# Polynomial bounds on chromatic number

# Polynomial bounds on chromatic number

**Online Talk**

The Gyarfas-Sumner conjecture asserts that, for every forest H and integer k, every graph with sufficiently large chromatic number contains either an induced copy of H or a copy of the complete graph K_k. An old result of Rodl shows that the statement is true if instead of K_k we ask for a complete bipartite graph K_{t,t} (as a subgraph, so not necessarily induced). The bounds in Rodl's theorem (and in most known cases of the Gyarfas-Sumner conjecture) are quite large. Here we address the question: when can they be taken to be polynomial?
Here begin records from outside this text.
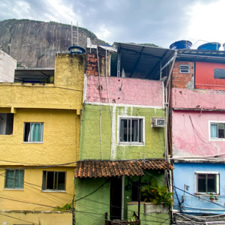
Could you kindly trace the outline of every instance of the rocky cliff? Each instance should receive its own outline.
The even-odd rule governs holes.
[[[76,27],[73,30],[75,37]],[[93,44],[103,43],[85,28],[79,28],[78,33],[79,46],[86,46],[87,37]],[[53,68],[55,54],[68,52],[70,46],[70,25],[15,19],[0,22],[0,49],[21,66]]]

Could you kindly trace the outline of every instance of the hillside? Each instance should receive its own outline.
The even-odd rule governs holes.
[[[76,27],[74,27],[74,31]],[[79,27],[79,45],[104,43],[95,34]],[[4,20],[0,22],[0,49],[25,67],[54,67],[54,56],[71,46],[71,26],[56,22]]]

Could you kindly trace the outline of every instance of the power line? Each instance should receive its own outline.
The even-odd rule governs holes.
[[[1,212],[0,212],[0,214],[3,215],[3,216],[6,216],[6,217],[12,218],[12,219],[16,219],[16,220],[23,221],[23,222],[26,222],[26,223],[31,223],[31,225],[35,225],[35,224],[39,225],[38,223],[34,223],[34,222],[27,221],[27,220],[19,219],[19,218],[16,218],[14,216],[5,215],[4,213],[1,213]]]

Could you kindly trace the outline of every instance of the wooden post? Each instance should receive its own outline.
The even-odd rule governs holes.
[[[139,193],[138,193],[138,220],[140,220],[140,210],[141,210],[141,176],[139,176],[139,182],[138,182],[138,187],[139,187]]]
[[[105,225],[108,225],[108,213],[105,213]]]

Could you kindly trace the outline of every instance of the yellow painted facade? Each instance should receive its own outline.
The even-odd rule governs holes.
[[[74,196],[84,66],[84,55],[59,54],[54,84],[0,83],[0,113],[14,115],[12,134],[0,135],[0,224],[72,224],[56,207]],[[43,123],[43,141],[25,142],[25,123]],[[6,188],[7,169],[24,170],[23,188]],[[65,190],[43,190],[44,171],[65,172]]]

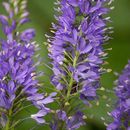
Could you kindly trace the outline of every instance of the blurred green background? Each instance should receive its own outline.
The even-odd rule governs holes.
[[[43,42],[46,42],[44,34],[49,34],[51,22],[55,22],[53,17],[54,1],[55,0],[28,0],[28,10],[32,20],[30,26],[36,29],[36,41],[40,45],[40,53],[46,63],[48,63],[49,60],[47,48],[43,44]],[[1,2],[2,0],[0,0],[0,3]],[[109,62],[107,67],[111,68],[113,71],[103,75],[101,81],[102,86],[109,89],[113,89],[114,87],[113,81],[116,79],[116,76],[114,76],[113,73],[121,72],[130,58],[130,0],[115,0],[113,6],[115,6],[115,9],[112,10],[110,14],[113,21],[111,26],[114,27],[114,33],[112,34],[113,39],[106,45],[106,48],[113,48],[113,50],[109,52],[107,59]],[[48,76],[51,75],[51,71],[44,65],[40,67],[40,70],[47,73]],[[40,80],[44,82],[44,86],[48,85],[48,77],[44,76]],[[109,123],[112,121],[112,119],[108,117],[107,112],[111,111],[114,107],[114,94],[113,92],[99,92],[99,95],[100,105],[86,110],[86,114],[88,115],[87,125],[79,130],[105,130],[104,122]],[[104,95],[111,99],[111,103],[105,99]],[[108,105],[106,106],[106,104],[110,104],[112,107],[107,107]],[[22,115],[22,117],[24,116]],[[105,118],[105,121],[101,120],[101,117]],[[27,120],[16,129],[30,130],[33,126],[36,126],[35,122]],[[49,129],[44,126],[38,126],[34,130]]]

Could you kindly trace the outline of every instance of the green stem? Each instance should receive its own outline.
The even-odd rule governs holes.
[[[10,129],[10,126],[11,126],[11,116],[12,116],[12,108],[9,110],[7,122],[6,122],[6,125],[5,125],[5,130],[13,130],[13,128]]]
[[[78,57],[79,57],[79,54],[78,54],[78,52],[76,52],[75,58],[74,58],[74,62],[73,62],[73,67],[74,67],[74,68],[76,67]],[[70,97],[71,90],[72,90],[72,86],[73,86],[73,82],[74,82],[74,79],[73,79],[73,73],[72,73],[72,74],[71,74],[71,78],[70,78],[70,82],[69,82],[69,86],[68,86],[67,100],[68,100],[69,97]]]

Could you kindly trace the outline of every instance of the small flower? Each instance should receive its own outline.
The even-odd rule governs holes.
[[[65,103],[69,104],[65,105],[69,109],[71,99],[80,97],[87,105],[97,99],[96,91],[104,70],[101,68],[107,55],[103,45],[109,40],[108,20],[105,18],[109,12],[105,6],[107,2],[109,0],[57,2],[57,24],[52,24],[54,36],[47,36],[48,51],[53,66],[51,82],[63,99],[59,101],[62,105],[58,109],[58,120],[66,123],[67,129],[78,129],[85,122],[78,112],[82,108],[72,108],[74,115],[66,119]]]

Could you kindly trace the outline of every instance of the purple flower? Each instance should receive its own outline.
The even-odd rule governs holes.
[[[116,108],[111,112],[114,121],[108,125],[108,130],[130,128],[130,61],[119,76],[115,90],[118,98]]]
[[[86,123],[83,119],[83,113],[78,111],[74,116],[68,118],[66,124],[68,130],[76,130],[85,125]]]
[[[54,36],[47,36],[53,66],[51,82],[65,97],[63,100],[67,105],[79,94],[87,105],[89,101],[97,99],[96,91],[100,87],[100,77],[104,70],[103,59],[107,55],[103,45],[109,40],[106,34],[109,30],[106,25],[108,20],[104,16],[109,11],[105,7],[107,2],[110,1],[57,2],[60,7],[55,8],[59,15],[55,16],[57,24],[52,24]],[[63,103],[62,105],[64,106]],[[66,117],[63,111],[64,108],[60,108],[58,112],[58,118],[62,120]],[[72,116],[72,119],[64,120],[66,121],[67,129],[77,129],[84,124],[80,113]]]
[[[51,112],[46,105],[54,101],[56,93],[49,96],[39,93],[33,60],[37,49],[37,45],[32,42],[35,31],[27,29],[19,32],[19,27],[28,22],[27,1],[11,0],[3,5],[8,13],[8,16],[0,15],[6,36],[6,39],[0,40],[0,116],[6,117],[3,127],[11,127],[6,126],[8,117],[12,119],[9,124],[12,125],[12,116],[24,107],[23,101],[33,103],[39,112],[31,117],[38,123],[45,123],[43,117]]]
[[[107,19],[102,17],[109,11],[106,2],[109,0],[62,0],[57,10],[60,15],[55,16],[58,24],[53,24],[54,37],[48,40],[49,56],[53,60],[52,83],[68,95],[80,92],[83,101],[89,101],[85,93],[92,90],[91,100],[97,97],[106,56],[103,44],[109,39]],[[75,84],[77,89],[73,91]],[[89,86],[92,89],[88,89]]]

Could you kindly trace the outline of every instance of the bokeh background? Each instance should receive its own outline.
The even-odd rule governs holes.
[[[44,42],[46,42],[44,35],[45,33],[49,34],[51,22],[55,22],[53,17],[54,1],[55,0],[28,0],[28,10],[32,20],[29,26],[36,29],[37,35],[35,40],[40,45],[41,50],[39,52],[43,62],[46,64],[49,62],[49,59],[47,47],[44,44]],[[2,0],[0,0],[0,4],[2,4]],[[128,59],[130,59],[130,0],[115,0],[113,6],[115,6],[115,9],[111,11],[110,16],[113,21],[111,26],[114,27],[114,33],[112,34],[112,40],[105,46],[105,48],[113,48],[112,51],[109,52],[107,59],[109,62],[107,67],[111,68],[113,71],[104,74],[101,80],[101,85],[110,90],[113,90],[113,81],[117,78],[113,73],[120,73],[127,64]],[[0,8],[0,11],[2,12],[3,9]],[[44,82],[44,86],[49,87],[49,76],[52,72],[45,67],[44,64],[38,69],[47,74],[47,76],[44,76],[40,80]],[[112,121],[107,115],[107,112],[114,108],[114,103],[116,102],[113,91],[99,92],[99,95],[100,105],[93,106],[91,109],[86,108],[86,114],[88,115],[87,125],[79,130],[105,130],[104,123]],[[109,105],[111,105],[111,107],[109,107]],[[26,117],[31,110],[32,108],[29,108],[28,111],[21,113],[19,117]],[[34,128],[34,126],[36,126],[36,123],[33,120],[25,120],[17,126],[16,130],[30,130],[30,128]],[[34,130],[49,129],[44,126],[36,126]]]

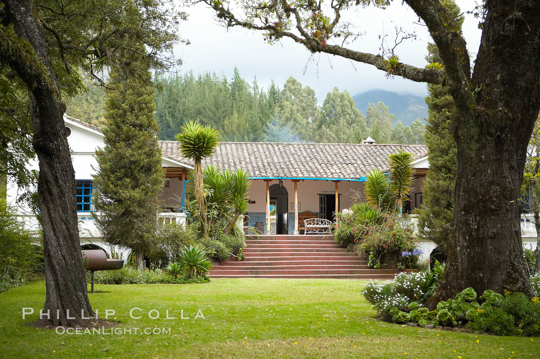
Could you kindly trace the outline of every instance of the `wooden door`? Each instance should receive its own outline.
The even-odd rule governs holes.
[[[328,207],[327,205],[326,201],[326,195],[325,194],[321,194],[319,196],[319,218],[323,218],[325,219],[328,219],[327,217],[328,216]]]

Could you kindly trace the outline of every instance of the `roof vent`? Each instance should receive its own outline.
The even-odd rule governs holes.
[[[371,138],[371,136],[368,137],[365,140],[364,140],[364,145],[373,145],[375,143],[375,140]]]

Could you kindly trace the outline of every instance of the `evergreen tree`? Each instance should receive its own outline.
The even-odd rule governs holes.
[[[369,104],[366,114],[366,120],[370,135],[377,143],[390,143],[392,123],[396,117],[390,113],[388,107],[379,101],[376,105]]]
[[[84,90],[66,101],[67,114],[91,125],[101,127],[105,94],[99,84],[85,77]]]
[[[414,142],[409,143],[410,145],[424,145],[426,144],[426,140],[424,138],[425,132],[424,126],[420,119],[417,118],[410,124],[410,130],[414,135]]]
[[[96,152],[94,178],[98,227],[106,242],[129,248],[137,267],[154,244],[158,196],[163,187],[159,130],[153,111],[154,88],[147,64],[131,62],[113,69],[105,102],[105,147]],[[142,79],[130,74],[141,74]]]
[[[338,87],[327,94],[314,125],[312,139],[317,142],[356,143],[368,136],[366,119],[354,100],[346,90],[340,92]]]
[[[433,44],[428,45],[429,63],[440,61]],[[424,181],[423,206],[418,210],[420,238],[433,241],[446,253],[454,229],[454,191],[457,149],[454,139],[455,109],[448,89],[441,85],[428,85],[426,98],[429,118],[426,126],[426,144],[429,171]]]
[[[405,127],[401,120],[398,121],[396,126],[392,129],[392,143],[398,145],[407,143],[405,141]]]
[[[263,142],[296,142],[298,135],[289,124],[285,123],[277,114],[269,121],[263,130]]]

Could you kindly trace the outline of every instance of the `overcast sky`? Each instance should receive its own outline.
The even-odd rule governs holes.
[[[474,2],[457,0],[456,3],[465,11],[472,10]],[[189,18],[180,24],[180,34],[191,44],[177,47],[176,55],[183,61],[179,69],[180,73],[190,70],[195,74],[215,71],[230,78],[237,66],[244,78],[251,81],[256,76],[259,84],[265,88],[273,79],[282,87],[292,76],[315,90],[319,103],[334,86],[341,91],[347,90],[353,96],[374,89],[422,96],[426,94],[425,84],[402,78],[387,79],[383,72],[368,65],[326,54],[316,54],[310,60],[310,53],[289,39],[271,45],[265,42],[261,32],[240,28],[227,31],[216,21],[215,12],[204,4],[184,10]],[[394,1],[386,10],[360,8],[347,16],[357,25],[357,30],[365,33],[349,44],[349,48],[379,53],[379,35],[392,33],[395,26],[401,26],[409,32],[416,31],[418,38],[398,48],[400,60],[419,67],[425,66],[426,45],[431,37],[425,26],[413,24],[418,17],[408,6],[402,5],[401,1]],[[463,32],[474,59],[481,35],[478,20],[465,15]]]

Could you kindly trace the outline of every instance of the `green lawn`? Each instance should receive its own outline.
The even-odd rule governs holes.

A polynomial version of Rodl's theorem is known for paths: Bonamy, Bousquet, Pilipczuk, Rzazewski, Thomasse and Walczak proved that for every path H there is a polynomial f such that if G has chromatic number at least f(t) then G contains either an induced copy of H or a complete bipartite subgraph K_{t,t}. We show that in fact Rodl's theorem holds with polynomial bounds for every forest H. We will also discuss cases where a polynomial version of the Gyarfas-Sumner conjecture is known, and the relationship with the Erdos-Hajnal conjecture. Includes joint work with Maria Chudnovsky, Paul Seymour and Sophie Spirkl.